Uniquely, the Home Office has kept National Archives assessors at bay. Samera Owusu Tutu hears the TNA bid for access.
The National Archives (TNA) has not had access to Home Office documents for over eight years, TNA director of information Carol Tullo told the Public
Administration Select Committee (PASC) on 22 July.
Tullo was giving evidence at a meeting on the preservation of files in the civil service. Since 2006, TNA has been carrying out information management assessments, which culminate in an action plans and recommendations, for all government departments – and the Home Office is now the only major department not to have been assessed.
Tullo explained that TNA has to be invited to carry out the assessment by individual departments. “There are some that have been a little unwilling,” she said. She added that she understands that “there is never a good time to have an audit or an assessment,” but made clear that she was looking forward to completing the Home Office work.

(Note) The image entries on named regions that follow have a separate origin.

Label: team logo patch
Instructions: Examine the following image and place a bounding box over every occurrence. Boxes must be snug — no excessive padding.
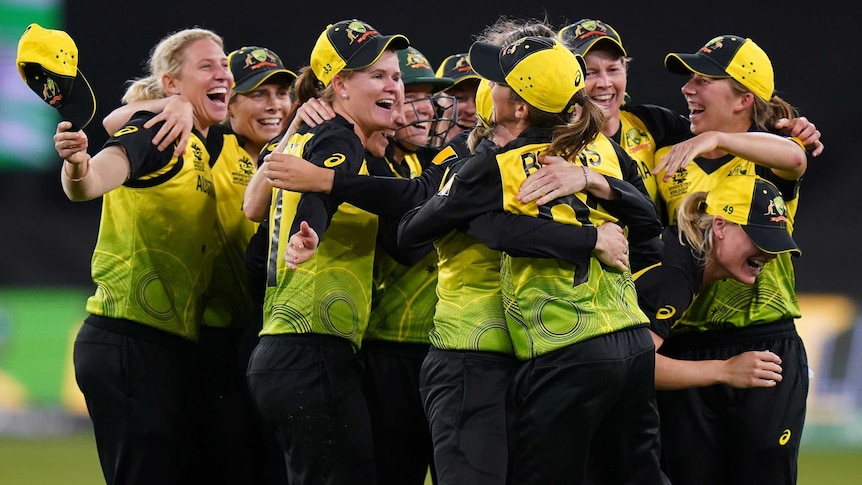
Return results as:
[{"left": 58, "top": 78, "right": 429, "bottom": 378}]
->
[
  {"left": 42, "top": 77, "right": 63, "bottom": 108},
  {"left": 407, "top": 51, "right": 431, "bottom": 69},
  {"left": 114, "top": 126, "right": 138, "bottom": 138},
  {"left": 655, "top": 305, "right": 676, "bottom": 320},
  {"left": 700, "top": 35, "right": 724, "bottom": 54},
  {"left": 763, "top": 191, "right": 787, "bottom": 222},
  {"left": 575, "top": 20, "right": 608, "bottom": 40},
  {"left": 242, "top": 49, "right": 278, "bottom": 71},
  {"left": 344, "top": 20, "right": 380, "bottom": 44},
  {"left": 455, "top": 57, "right": 472, "bottom": 72},
  {"left": 323, "top": 153, "right": 347, "bottom": 168}
]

PASC member Paul Flynn asked whether TNA not being invited into the Home Office was connected “to the practice of the Home Office of destroying files without taking a record of their contents”: a reference to 114 documents — including a dossier from the 1980s alleging a Westminster paedophile ring — which the department last month announced were missing or destroyed.
Tullo denied any connection but Lib Dem MP Greg Mulholland pushed the point, asking whether the department had breached the Grigg recommendations – which set out how departments should assess the value of records and decide whether to keep them – in its handling of the missing files.
Tullo could not comment directly on the missing files or the ongoing inquiry into them, but conceded that the procedures were “clearly” not followed with regard to audit trails indicating who disposed of them and why.
“There is no way there should have been a disposal decision that was not clearly followed,” she said, particularly because the documents had not been “discarded just at the end of an inquiry, policy report or a piece of work,” but kept “for a sufficiently long time to be on the system, to have a reference.”
She also noted that the fact that TNA has not had access to the Home Office’s documents does not help public confidence in the department’s record-keeping. Nonetheless, she indicated that TNA has confidence in civil servants’ abilities to decide what records should be kept, saying that “government organisations are the best-placed bodies to understand their own information.”